Project 5: Cell isolation
Cell isolation and establishment of cell lines from Schistosoma mansoni
One of several limitations in current schistosome research is the lack of schistosome cell lines. These would serve as a continuous source for proteins, RNA, and DNA. Furthermore, such cell lines would facilitate the functional analysis of schistosome genes, or the recombinant expression of schistosomal proteins for immunisation purposes (antibody production) and the identification of putative vaccines1,2. In addition, the establishment of schistosome cell lines could help to reduce animal experiments (3R principle). Recently, S1-S4 vitelline cells have been successfully isolated on the basis of a novel organ isolation method3 and intensively characterised4. Future plans comprise the characterisation of such cells at the molecular level (transcriptomics) and the optimisation of protocols for the isolation of cells from other tissues. In this context one focus will be to investigate cells with stem-cell character such as S1-vitelline cells or oogonia. Furthermore, we aim to establish protocols for primary cell cultures of S. mansoni but also to immortalise cells to obtain permanent cell lines for this parasite.

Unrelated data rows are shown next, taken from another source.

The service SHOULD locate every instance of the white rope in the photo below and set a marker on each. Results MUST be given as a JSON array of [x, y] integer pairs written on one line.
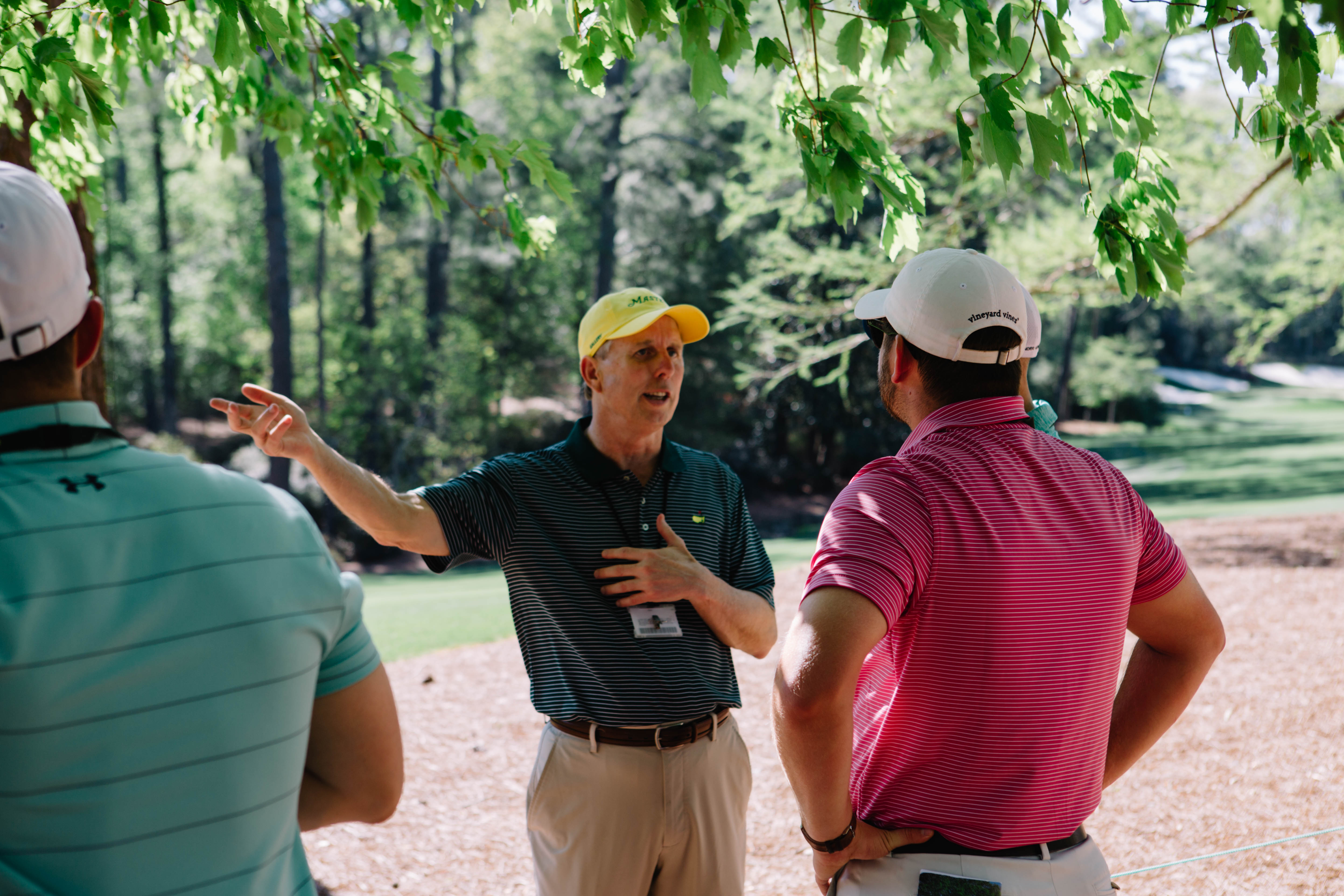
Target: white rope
[[1229, 852]]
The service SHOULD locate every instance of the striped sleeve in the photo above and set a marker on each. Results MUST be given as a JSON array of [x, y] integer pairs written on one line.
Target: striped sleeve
[[749, 566], [1162, 565], [353, 656], [877, 541], [478, 514]]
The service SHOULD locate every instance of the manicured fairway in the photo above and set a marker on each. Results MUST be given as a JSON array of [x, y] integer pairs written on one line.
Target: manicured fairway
[[1268, 452], [410, 614]]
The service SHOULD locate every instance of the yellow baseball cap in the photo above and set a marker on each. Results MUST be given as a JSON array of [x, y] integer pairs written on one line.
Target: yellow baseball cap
[[634, 311]]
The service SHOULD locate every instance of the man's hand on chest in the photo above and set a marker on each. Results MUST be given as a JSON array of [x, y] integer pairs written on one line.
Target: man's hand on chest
[[656, 575]]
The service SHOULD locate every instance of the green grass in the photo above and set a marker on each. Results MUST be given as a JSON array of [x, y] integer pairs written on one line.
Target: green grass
[[1269, 452], [412, 613]]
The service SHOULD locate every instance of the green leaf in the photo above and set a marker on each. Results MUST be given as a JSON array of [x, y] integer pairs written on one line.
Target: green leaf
[[1245, 53], [1268, 13], [410, 13], [50, 49], [733, 41], [850, 46], [940, 29], [1047, 144], [695, 34], [271, 21], [1116, 21], [964, 135], [998, 103], [1289, 81], [228, 52], [1124, 166], [1179, 17], [1004, 28], [767, 53], [898, 38], [158, 15]]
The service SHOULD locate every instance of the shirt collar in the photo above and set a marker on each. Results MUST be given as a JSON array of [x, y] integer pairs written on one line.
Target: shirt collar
[[596, 467], [35, 416], [979, 412]]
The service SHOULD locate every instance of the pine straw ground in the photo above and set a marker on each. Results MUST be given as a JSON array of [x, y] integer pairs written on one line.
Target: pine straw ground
[[1259, 756]]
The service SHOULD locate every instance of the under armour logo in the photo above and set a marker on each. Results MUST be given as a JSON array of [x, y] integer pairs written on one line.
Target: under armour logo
[[89, 480]]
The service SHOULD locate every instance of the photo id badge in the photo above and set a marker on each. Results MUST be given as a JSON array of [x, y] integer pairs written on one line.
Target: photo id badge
[[656, 621]]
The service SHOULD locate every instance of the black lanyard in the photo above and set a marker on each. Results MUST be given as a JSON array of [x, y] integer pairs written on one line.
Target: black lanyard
[[56, 437]]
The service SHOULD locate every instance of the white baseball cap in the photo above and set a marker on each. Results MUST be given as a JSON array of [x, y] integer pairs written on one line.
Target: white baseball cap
[[44, 281], [944, 296], [1033, 344]]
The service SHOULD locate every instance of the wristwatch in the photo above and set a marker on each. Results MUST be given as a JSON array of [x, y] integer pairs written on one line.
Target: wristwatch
[[836, 844]]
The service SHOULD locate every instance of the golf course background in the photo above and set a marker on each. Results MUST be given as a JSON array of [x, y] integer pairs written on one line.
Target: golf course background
[[1267, 452]]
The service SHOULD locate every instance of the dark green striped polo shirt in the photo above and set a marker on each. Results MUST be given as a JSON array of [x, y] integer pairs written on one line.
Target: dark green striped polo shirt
[[164, 629], [546, 518]]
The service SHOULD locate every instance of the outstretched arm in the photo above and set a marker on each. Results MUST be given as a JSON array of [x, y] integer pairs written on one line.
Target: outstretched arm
[[738, 619], [1179, 639], [814, 722], [280, 429]]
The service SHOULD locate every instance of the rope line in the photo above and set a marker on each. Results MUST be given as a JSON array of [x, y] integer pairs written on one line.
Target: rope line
[[1228, 852]]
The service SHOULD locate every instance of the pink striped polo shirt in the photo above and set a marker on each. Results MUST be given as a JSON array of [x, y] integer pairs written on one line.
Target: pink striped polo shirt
[[1006, 564]]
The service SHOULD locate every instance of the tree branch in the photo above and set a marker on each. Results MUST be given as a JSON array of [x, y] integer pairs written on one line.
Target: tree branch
[[1214, 224]]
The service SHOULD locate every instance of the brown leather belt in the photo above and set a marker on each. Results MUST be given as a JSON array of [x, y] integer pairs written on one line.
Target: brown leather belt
[[663, 738]]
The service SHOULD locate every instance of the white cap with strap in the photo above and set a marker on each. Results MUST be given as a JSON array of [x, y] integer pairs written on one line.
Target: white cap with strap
[[944, 296], [44, 283]]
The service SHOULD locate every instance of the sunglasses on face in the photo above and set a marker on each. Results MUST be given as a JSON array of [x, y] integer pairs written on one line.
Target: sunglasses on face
[[878, 328]]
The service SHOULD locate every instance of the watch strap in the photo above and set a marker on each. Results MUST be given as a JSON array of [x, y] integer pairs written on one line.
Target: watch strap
[[836, 844]]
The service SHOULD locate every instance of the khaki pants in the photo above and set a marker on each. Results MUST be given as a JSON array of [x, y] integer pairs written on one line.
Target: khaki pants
[[1078, 871], [638, 821]]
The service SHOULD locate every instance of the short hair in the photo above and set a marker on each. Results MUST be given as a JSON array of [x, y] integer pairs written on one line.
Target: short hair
[[951, 382], [600, 354], [52, 367]]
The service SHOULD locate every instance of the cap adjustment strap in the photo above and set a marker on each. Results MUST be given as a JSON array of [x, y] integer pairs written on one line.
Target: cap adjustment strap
[[26, 340]]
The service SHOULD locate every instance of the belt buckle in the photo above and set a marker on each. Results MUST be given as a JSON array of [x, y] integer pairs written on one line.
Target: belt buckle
[[658, 734]]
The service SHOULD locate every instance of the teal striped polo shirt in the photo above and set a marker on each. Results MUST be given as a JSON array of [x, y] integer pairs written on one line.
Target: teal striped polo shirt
[[164, 629]]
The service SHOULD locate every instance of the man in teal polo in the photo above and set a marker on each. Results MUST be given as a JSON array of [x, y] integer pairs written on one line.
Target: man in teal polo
[[185, 678]]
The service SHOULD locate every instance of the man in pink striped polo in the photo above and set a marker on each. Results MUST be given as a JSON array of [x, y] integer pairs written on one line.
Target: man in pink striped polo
[[947, 706]]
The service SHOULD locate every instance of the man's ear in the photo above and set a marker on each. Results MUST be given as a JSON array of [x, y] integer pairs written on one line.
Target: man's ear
[[89, 334], [904, 365], [588, 370]]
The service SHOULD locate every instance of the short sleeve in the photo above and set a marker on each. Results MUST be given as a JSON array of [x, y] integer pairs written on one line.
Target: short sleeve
[[1162, 565], [749, 566], [353, 656], [478, 514], [877, 541]]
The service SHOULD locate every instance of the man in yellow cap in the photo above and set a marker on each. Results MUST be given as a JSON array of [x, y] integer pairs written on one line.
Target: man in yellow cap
[[634, 567]]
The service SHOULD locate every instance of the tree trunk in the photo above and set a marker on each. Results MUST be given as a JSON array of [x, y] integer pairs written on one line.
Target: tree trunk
[[611, 175], [170, 363], [369, 272], [319, 283], [440, 233], [17, 148], [277, 291], [1066, 362]]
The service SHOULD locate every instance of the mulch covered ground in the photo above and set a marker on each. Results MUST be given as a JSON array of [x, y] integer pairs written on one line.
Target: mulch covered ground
[[1259, 756]]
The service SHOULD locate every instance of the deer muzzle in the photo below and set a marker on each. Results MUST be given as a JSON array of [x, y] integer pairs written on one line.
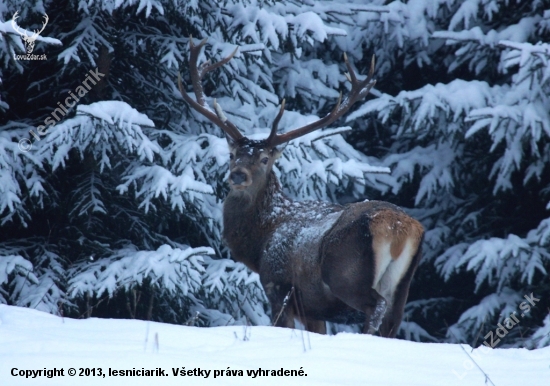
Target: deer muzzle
[[240, 178]]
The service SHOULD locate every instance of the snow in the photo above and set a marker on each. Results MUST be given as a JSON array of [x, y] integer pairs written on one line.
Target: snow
[[33, 340]]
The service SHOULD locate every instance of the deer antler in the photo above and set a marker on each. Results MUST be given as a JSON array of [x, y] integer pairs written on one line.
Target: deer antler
[[197, 72], [36, 33], [359, 89], [16, 27]]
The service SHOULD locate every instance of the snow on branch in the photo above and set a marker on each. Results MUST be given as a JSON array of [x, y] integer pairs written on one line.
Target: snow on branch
[[179, 271]]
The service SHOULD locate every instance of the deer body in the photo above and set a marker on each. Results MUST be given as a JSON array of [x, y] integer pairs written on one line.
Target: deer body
[[345, 264]]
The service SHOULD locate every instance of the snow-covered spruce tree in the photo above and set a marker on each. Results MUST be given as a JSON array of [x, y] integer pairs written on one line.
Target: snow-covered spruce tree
[[116, 209], [104, 213], [466, 133]]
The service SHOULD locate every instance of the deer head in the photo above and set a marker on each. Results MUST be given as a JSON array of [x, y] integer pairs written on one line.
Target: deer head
[[251, 161], [29, 40]]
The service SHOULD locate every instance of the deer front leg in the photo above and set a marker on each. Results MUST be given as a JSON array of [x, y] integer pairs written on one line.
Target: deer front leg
[[375, 313]]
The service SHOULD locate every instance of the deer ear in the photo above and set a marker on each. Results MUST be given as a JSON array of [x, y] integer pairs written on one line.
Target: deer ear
[[230, 140], [277, 151]]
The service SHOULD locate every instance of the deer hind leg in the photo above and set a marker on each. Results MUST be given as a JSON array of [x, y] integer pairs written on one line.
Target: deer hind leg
[[394, 316], [281, 315], [374, 313]]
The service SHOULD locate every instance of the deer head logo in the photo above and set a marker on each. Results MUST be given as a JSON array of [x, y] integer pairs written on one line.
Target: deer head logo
[[29, 40]]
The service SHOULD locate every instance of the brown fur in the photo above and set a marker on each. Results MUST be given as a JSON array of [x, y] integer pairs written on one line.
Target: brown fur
[[334, 268]]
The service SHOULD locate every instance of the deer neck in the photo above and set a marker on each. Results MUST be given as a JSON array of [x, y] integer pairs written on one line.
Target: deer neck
[[249, 222]]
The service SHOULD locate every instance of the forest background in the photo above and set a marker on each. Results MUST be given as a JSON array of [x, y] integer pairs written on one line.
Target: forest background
[[116, 210]]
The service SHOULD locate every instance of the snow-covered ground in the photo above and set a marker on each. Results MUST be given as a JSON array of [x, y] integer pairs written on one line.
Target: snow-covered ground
[[33, 340]]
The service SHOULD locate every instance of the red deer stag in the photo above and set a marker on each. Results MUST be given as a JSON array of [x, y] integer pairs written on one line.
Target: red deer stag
[[344, 264]]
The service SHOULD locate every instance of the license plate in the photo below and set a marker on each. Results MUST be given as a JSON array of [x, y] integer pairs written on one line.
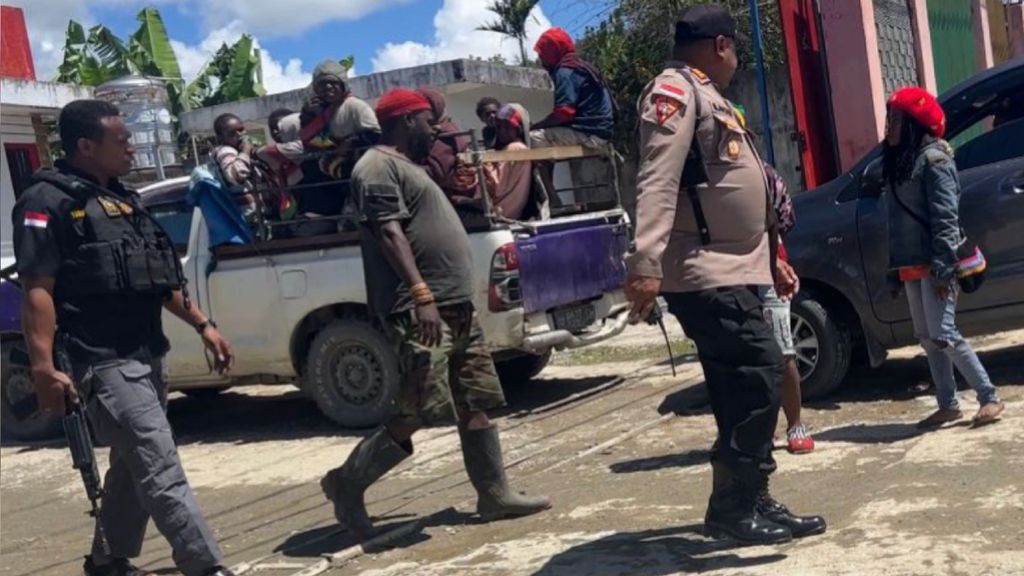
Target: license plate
[[576, 318]]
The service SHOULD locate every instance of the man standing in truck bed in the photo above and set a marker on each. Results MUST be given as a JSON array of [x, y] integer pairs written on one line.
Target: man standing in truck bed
[[419, 280], [702, 240]]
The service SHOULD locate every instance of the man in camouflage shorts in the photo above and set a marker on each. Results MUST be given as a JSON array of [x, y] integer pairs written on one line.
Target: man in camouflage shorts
[[419, 275]]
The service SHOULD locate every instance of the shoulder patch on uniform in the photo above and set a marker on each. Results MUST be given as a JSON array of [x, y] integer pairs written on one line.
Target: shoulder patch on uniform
[[699, 75], [668, 90], [666, 108], [111, 208]]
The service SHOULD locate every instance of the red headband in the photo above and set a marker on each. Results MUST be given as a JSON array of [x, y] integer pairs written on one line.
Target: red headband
[[922, 106], [554, 44], [400, 101]]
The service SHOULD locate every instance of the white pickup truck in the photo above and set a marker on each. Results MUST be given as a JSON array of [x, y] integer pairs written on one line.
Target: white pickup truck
[[294, 310]]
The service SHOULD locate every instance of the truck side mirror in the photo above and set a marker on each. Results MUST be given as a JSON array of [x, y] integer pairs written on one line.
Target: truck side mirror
[[872, 183]]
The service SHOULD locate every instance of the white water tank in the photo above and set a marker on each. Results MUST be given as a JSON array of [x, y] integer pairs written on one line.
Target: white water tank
[[145, 109]]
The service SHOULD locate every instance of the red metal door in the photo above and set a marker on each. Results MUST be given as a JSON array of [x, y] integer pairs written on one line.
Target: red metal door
[[809, 85]]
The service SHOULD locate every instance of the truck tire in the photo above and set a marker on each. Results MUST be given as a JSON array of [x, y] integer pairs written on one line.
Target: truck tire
[[521, 369], [352, 373], [823, 347], [15, 389]]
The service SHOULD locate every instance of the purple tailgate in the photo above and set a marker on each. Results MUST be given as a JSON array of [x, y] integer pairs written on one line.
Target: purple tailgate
[[566, 266], [10, 307]]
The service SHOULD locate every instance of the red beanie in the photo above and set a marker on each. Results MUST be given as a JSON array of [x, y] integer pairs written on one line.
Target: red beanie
[[400, 101], [922, 106], [554, 44]]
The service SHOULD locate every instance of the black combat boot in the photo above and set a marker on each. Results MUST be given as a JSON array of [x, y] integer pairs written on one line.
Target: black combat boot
[[346, 485], [116, 567], [481, 451], [731, 511], [771, 508]]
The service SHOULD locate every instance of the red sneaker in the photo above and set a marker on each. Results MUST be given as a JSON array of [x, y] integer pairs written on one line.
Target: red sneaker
[[799, 441]]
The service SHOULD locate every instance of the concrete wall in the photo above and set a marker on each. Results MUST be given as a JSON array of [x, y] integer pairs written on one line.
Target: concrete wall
[[14, 128], [855, 77]]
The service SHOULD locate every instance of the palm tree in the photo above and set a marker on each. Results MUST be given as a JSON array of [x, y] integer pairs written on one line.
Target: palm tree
[[511, 22]]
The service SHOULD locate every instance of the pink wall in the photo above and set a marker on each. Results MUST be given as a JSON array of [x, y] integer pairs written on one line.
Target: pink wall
[[923, 45], [1015, 15], [855, 76]]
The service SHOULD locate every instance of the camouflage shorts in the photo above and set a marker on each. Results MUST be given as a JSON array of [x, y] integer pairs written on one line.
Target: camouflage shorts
[[457, 376]]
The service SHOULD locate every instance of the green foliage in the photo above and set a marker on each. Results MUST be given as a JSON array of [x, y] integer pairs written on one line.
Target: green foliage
[[231, 75], [633, 42], [512, 16]]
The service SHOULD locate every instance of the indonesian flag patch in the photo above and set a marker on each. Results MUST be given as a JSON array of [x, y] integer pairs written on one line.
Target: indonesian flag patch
[[36, 219]]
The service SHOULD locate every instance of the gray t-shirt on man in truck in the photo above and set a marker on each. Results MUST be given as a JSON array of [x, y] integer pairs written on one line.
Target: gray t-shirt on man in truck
[[389, 187]]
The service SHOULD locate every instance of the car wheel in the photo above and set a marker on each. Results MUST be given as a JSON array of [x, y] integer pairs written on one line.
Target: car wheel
[[822, 344], [19, 414], [352, 373], [521, 368]]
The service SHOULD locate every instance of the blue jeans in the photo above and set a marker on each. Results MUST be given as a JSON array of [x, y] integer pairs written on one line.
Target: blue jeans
[[935, 327]]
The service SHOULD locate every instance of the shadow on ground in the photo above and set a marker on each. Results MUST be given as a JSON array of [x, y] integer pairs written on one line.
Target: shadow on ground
[[651, 552], [685, 459], [328, 540]]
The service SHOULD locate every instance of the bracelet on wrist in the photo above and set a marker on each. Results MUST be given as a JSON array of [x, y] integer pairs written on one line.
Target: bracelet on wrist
[[202, 326]]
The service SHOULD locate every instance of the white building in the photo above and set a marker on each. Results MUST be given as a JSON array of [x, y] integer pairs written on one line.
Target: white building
[[463, 82], [26, 108]]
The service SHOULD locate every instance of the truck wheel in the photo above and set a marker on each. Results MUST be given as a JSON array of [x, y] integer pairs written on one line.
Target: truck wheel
[[204, 394], [823, 348], [521, 368], [19, 414], [352, 373]]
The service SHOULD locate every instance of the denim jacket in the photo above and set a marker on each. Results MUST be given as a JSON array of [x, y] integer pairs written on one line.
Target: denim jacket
[[932, 193]]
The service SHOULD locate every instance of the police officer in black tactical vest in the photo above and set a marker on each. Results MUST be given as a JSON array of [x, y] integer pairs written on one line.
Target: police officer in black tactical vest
[[96, 272]]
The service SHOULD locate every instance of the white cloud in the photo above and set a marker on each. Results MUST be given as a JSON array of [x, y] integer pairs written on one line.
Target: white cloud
[[278, 76], [289, 17], [456, 37], [47, 22]]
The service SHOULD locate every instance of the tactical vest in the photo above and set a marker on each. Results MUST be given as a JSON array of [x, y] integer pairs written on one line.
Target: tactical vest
[[121, 248]]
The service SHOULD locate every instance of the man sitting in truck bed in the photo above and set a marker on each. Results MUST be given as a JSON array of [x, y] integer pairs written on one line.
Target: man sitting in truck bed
[[460, 182], [332, 121], [584, 110]]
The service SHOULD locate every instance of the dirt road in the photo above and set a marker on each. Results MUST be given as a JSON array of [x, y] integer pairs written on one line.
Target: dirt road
[[629, 483]]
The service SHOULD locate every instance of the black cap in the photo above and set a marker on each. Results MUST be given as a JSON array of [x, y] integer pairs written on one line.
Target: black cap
[[705, 22]]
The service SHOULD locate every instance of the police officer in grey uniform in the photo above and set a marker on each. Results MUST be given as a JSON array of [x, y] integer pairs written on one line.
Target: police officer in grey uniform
[[704, 240], [96, 272]]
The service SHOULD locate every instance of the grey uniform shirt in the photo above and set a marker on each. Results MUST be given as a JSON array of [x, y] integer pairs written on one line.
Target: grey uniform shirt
[[734, 198], [389, 187]]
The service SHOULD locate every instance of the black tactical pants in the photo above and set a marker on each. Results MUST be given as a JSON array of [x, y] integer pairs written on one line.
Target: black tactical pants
[[742, 366]]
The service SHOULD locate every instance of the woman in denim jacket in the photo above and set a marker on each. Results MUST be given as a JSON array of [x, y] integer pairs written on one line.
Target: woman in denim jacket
[[921, 172]]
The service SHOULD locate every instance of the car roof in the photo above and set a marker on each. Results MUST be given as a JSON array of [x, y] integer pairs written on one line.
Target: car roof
[[171, 190]]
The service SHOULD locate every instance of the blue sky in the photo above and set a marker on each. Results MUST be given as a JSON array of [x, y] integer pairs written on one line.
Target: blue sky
[[296, 34]]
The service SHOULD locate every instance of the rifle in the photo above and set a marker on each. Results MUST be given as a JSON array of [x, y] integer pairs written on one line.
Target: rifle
[[84, 460], [657, 317], [76, 426]]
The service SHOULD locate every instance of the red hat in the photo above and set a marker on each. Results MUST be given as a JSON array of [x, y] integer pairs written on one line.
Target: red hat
[[400, 101], [554, 44], [922, 106]]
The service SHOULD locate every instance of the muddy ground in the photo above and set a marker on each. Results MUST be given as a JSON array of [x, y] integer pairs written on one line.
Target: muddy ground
[[629, 482]]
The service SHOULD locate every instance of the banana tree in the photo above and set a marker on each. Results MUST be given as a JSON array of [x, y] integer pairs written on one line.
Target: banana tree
[[235, 73]]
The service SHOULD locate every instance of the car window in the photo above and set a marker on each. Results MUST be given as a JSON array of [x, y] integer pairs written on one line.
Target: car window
[[176, 218], [995, 135]]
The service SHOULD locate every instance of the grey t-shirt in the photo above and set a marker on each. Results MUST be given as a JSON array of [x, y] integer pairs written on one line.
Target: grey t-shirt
[[389, 187]]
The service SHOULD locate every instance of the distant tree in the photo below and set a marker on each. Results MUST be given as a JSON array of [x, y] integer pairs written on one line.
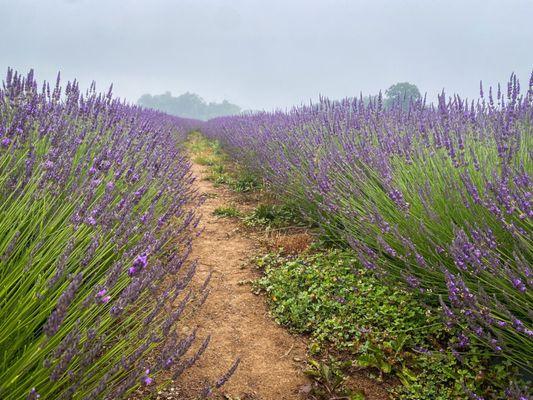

1Quack T, Wippersteg V, Grevelding CG. (2010)Int J Parasitol. 40(9):991-1002.
2Ye Q, Dong HF, Grevelding CG, Hu M. (2013)Biotechnol Adv. 31(8):1722-37.
3Hahnel S, Lu Z, Wilson RA, Grevelding CG, Quack T. (2013)PLoS Negl Trop Dis. 7(7):e2336.
4Lu Z, Quack T, Hahnel S, Gelmedin V, Pouokam E, Diener M, Hardt M, Michel G, Baal N, Hackstein H, Grevelding CG. (2015)Int J Parasitol. 45(9-10):663-72.